Raffaele Cardone al mandolino e al bouzouki, Massimo Capocotta alla fisarmonica e e al pianoforte e Marcello Basile, voce&chitarra, sono stati protagonisti di concerti e workshop organizzati dalla New Umor Sound di Durazzo.

Dall 6 al 9 Luglio 2021, gli artisti dell’associazione culturale musicale illimitarte hanno suonato nell’antico Anfiteatro Romano della Città, al Museo Nazionale, on the road per la città e sulla Rooftop del XV, notissimo locale cittadino.

Presente anche il Dott. Armando De Rosa, Presidente della Pro-Loco di Villaricca e Vicepresidente del CTS della Regione Campania ( Comitato scientifico per la valorizzazione del patrimonio linguistico napoletano) noto per l’impegno a promuovere la musica di Sergio Bruni e della lingua e canzone napoletana attraverso il Premio Villaricca – Sergio Bruni – La canzone Napoletana nelle scuole.

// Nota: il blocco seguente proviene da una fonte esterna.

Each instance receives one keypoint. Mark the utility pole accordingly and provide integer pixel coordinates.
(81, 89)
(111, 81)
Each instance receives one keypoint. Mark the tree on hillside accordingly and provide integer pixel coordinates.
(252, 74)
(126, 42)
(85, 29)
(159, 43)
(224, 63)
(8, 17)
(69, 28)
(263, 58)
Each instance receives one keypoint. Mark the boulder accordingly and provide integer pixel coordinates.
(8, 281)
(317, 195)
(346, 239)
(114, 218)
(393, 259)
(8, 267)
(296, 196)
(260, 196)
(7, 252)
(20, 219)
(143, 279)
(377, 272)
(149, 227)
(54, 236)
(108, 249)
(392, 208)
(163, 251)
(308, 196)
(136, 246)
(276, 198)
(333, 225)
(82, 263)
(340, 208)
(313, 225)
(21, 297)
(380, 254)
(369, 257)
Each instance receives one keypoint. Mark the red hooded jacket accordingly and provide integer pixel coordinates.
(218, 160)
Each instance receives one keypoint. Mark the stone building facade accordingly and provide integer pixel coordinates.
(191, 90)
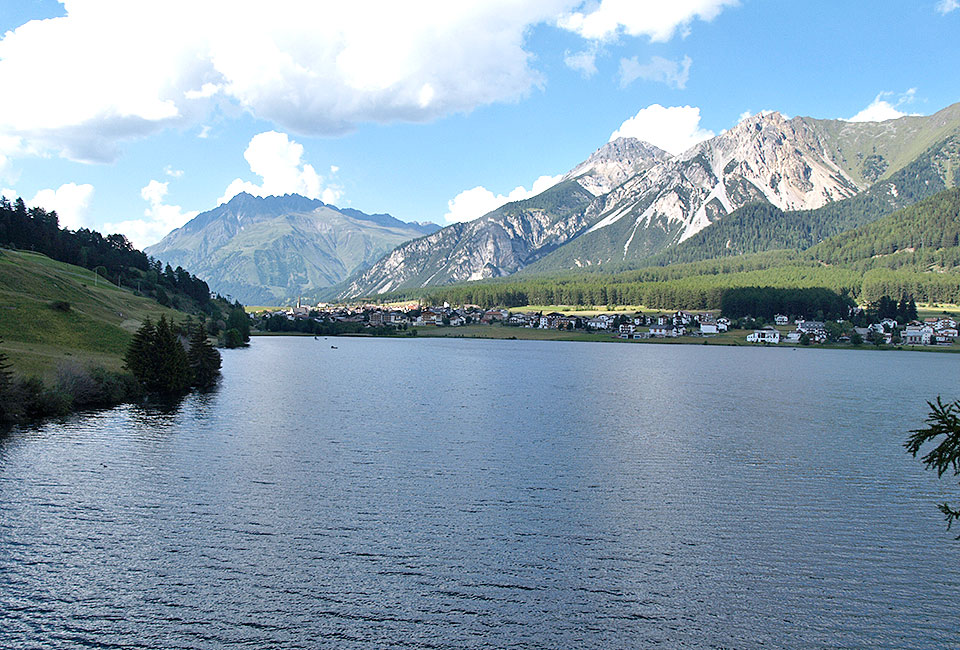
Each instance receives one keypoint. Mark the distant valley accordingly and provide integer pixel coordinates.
(631, 204)
(768, 183)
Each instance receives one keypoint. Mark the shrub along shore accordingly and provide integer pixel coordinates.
(162, 360)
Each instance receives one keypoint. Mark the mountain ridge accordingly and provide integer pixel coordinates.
(645, 200)
(270, 250)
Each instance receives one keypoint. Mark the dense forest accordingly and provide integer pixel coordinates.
(761, 226)
(767, 302)
(913, 252)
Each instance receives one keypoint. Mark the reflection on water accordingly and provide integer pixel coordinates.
(455, 494)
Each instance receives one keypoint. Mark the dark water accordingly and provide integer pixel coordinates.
(502, 494)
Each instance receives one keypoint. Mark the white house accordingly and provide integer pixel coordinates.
(709, 328)
(661, 331)
(764, 336)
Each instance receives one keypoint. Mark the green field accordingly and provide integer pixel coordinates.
(95, 329)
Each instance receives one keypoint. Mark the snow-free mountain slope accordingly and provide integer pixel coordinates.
(272, 250)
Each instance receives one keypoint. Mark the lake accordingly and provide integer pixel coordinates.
(491, 494)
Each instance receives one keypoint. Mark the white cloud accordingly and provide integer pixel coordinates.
(880, 109)
(131, 69)
(71, 201)
(476, 202)
(672, 73)
(160, 218)
(946, 6)
(278, 161)
(672, 128)
(584, 62)
(655, 19)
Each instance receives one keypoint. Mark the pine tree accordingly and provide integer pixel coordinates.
(173, 369)
(204, 359)
(141, 354)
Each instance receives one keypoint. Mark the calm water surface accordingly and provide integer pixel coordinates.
(491, 494)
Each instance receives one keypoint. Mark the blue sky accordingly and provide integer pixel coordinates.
(133, 117)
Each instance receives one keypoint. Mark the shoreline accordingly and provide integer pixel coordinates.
(736, 338)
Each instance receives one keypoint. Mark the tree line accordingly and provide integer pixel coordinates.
(112, 257)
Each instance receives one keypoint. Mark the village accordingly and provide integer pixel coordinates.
(930, 331)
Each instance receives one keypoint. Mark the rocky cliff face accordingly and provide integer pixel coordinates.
(494, 245)
(271, 250)
(764, 158)
(628, 200)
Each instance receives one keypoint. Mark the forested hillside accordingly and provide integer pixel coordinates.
(913, 252)
(113, 258)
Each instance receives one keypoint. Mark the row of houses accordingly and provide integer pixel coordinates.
(932, 331)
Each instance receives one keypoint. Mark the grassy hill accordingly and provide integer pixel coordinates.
(52, 312)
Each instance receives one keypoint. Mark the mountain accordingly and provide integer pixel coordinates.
(629, 200)
(512, 236)
(274, 249)
(761, 226)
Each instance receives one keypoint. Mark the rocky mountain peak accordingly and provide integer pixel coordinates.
(615, 162)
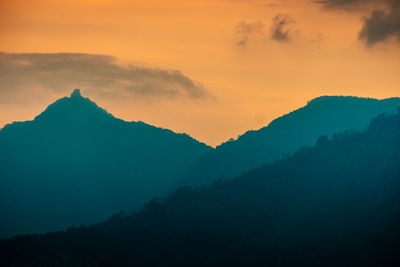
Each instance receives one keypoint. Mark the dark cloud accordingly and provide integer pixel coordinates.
(380, 25)
(100, 73)
(249, 30)
(344, 4)
(279, 29)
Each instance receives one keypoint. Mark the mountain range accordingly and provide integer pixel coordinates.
(336, 203)
(324, 115)
(75, 163)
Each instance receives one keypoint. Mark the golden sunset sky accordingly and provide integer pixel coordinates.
(211, 68)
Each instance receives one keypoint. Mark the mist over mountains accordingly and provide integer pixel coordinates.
(334, 204)
(324, 115)
(76, 164)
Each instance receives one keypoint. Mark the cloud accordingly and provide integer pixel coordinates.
(246, 31)
(344, 4)
(380, 25)
(100, 73)
(279, 28)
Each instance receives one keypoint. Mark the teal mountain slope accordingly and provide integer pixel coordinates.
(76, 163)
(324, 115)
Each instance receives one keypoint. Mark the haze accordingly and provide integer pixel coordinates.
(210, 68)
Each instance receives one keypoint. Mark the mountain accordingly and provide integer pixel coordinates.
(76, 163)
(324, 115)
(334, 204)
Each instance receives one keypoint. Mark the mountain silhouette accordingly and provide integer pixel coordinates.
(324, 115)
(76, 163)
(334, 204)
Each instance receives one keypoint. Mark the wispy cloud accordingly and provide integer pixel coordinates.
(280, 30)
(249, 30)
(100, 73)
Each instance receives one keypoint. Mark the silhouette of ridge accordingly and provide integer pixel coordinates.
(334, 204)
(76, 163)
(74, 108)
(323, 115)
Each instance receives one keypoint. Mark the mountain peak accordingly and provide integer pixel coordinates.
(75, 108)
(76, 93)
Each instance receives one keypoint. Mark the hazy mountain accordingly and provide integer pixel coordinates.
(335, 204)
(324, 115)
(76, 163)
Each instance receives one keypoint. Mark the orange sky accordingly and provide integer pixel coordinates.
(247, 85)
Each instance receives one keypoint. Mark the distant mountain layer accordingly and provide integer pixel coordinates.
(75, 163)
(335, 204)
(324, 115)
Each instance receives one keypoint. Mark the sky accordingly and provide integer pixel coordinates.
(211, 68)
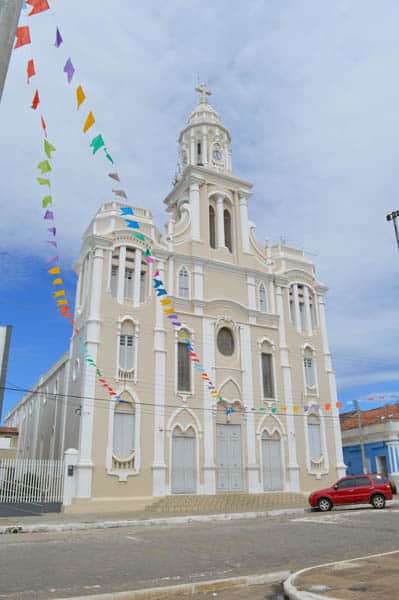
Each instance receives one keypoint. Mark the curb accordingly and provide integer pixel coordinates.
(294, 594)
(188, 589)
(37, 528)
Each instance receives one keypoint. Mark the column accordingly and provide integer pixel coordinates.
(137, 277)
(293, 468)
(195, 210)
(208, 357)
(204, 147)
(244, 223)
(171, 275)
(219, 222)
(308, 318)
(159, 466)
(85, 464)
(120, 296)
(297, 312)
(247, 385)
(340, 466)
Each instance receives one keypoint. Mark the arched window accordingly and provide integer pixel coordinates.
(227, 230)
(123, 439)
(114, 272)
(212, 227)
(309, 367)
(262, 298)
(225, 341)
(314, 438)
(127, 348)
(183, 366)
(184, 283)
(266, 358)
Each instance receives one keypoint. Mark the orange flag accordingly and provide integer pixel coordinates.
(23, 36)
(35, 101)
(37, 6)
(30, 69)
(89, 122)
(80, 96)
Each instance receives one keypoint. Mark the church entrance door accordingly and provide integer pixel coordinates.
(228, 458)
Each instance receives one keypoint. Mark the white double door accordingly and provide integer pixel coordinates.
(229, 477)
(184, 465)
(273, 474)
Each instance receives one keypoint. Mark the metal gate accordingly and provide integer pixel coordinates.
(184, 468)
(26, 481)
(273, 479)
(229, 458)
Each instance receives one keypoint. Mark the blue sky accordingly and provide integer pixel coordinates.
(309, 92)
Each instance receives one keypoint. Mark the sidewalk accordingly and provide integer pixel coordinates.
(374, 576)
(48, 522)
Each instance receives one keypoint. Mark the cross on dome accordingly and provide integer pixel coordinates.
(204, 92)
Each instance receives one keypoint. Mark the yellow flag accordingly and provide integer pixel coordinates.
(89, 122)
(80, 96)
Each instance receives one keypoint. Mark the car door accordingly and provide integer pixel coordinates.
(343, 491)
(361, 489)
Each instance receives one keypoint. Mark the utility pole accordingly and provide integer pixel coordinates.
(9, 17)
(393, 216)
(361, 437)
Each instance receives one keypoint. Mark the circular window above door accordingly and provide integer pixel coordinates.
(225, 341)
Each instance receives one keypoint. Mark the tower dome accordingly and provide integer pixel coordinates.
(204, 142)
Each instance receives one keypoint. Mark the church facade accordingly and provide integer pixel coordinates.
(256, 316)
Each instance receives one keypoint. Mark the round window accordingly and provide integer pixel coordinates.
(225, 341)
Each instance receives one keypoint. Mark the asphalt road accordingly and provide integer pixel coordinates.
(47, 565)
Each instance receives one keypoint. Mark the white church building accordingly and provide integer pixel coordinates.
(256, 316)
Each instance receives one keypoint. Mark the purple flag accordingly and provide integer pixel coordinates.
(58, 38)
(69, 70)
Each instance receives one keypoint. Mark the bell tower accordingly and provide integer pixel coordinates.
(204, 142)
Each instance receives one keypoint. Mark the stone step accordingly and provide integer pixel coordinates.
(233, 502)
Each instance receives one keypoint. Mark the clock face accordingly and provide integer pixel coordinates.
(217, 154)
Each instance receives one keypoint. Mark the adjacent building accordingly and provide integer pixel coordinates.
(256, 315)
(379, 432)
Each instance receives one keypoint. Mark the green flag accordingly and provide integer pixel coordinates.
(44, 166)
(96, 143)
(48, 148)
(42, 181)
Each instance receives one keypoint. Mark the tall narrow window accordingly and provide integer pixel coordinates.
(123, 433)
(267, 375)
(183, 368)
(126, 348)
(212, 227)
(184, 283)
(227, 230)
(314, 438)
(129, 284)
(309, 367)
(262, 298)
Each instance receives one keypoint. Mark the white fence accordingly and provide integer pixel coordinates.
(30, 480)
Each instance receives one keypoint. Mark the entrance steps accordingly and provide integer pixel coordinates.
(226, 503)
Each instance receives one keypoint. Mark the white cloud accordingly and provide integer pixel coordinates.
(310, 95)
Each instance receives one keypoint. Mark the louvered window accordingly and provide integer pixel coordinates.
(225, 341)
(184, 283)
(267, 375)
(183, 368)
(126, 352)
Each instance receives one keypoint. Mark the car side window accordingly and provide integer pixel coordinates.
(345, 483)
(360, 481)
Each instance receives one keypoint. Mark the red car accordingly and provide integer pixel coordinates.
(372, 489)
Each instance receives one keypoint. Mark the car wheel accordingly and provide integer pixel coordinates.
(378, 501)
(324, 504)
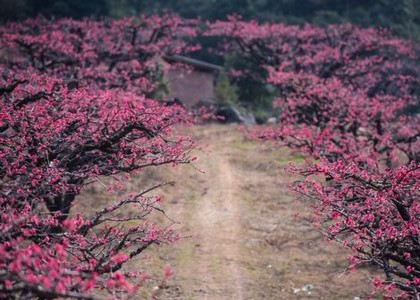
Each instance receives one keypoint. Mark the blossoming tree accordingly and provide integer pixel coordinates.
(75, 108)
(345, 96)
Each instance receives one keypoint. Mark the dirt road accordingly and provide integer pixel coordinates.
(242, 239)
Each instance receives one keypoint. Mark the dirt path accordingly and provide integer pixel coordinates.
(219, 226)
(242, 240)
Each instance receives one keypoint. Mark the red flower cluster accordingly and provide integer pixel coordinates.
(75, 108)
(345, 95)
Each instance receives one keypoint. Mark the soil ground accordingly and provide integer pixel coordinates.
(242, 239)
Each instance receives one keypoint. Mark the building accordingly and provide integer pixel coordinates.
(192, 81)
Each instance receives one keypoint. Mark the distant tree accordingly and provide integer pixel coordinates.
(343, 93)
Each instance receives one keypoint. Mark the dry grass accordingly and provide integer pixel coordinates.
(242, 240)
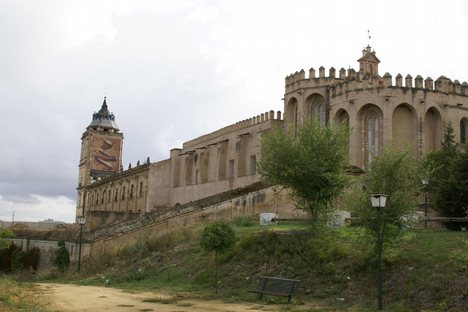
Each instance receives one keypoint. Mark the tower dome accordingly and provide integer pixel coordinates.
(104, 119)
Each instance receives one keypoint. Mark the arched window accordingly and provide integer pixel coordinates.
(432, 130)
(463, 130)
(291, 115)
(405, 127)
(316, 108)
(372, 133)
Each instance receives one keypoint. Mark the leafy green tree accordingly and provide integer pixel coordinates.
(5, 243)
(62, 257)
(312, 165)
(448, 177)
(396, 173)
(217, 237)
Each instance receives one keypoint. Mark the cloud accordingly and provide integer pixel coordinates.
(37, 208)
(174, 70)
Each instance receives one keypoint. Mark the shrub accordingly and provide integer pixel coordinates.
(62, 257)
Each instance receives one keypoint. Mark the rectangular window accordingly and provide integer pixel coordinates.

«Abbiamo trovato un ambiente molto cordiale e professionale, e siamo stati accolti stupendamente. Il pubblico ha apprezzato le nostre esibizioni tributandoci calorosi e scroscianti applausi ad ogni canzone», ha dichiarato Marcello Basile, aggiungendo di aver trovato, a differenza di quanto si possa immaginare, una «una realtà in espansione  e un ambiente estremamente ricettivo dimostrato dall’entusiasmo dei ragazzi che hanno partecipato al Work shop».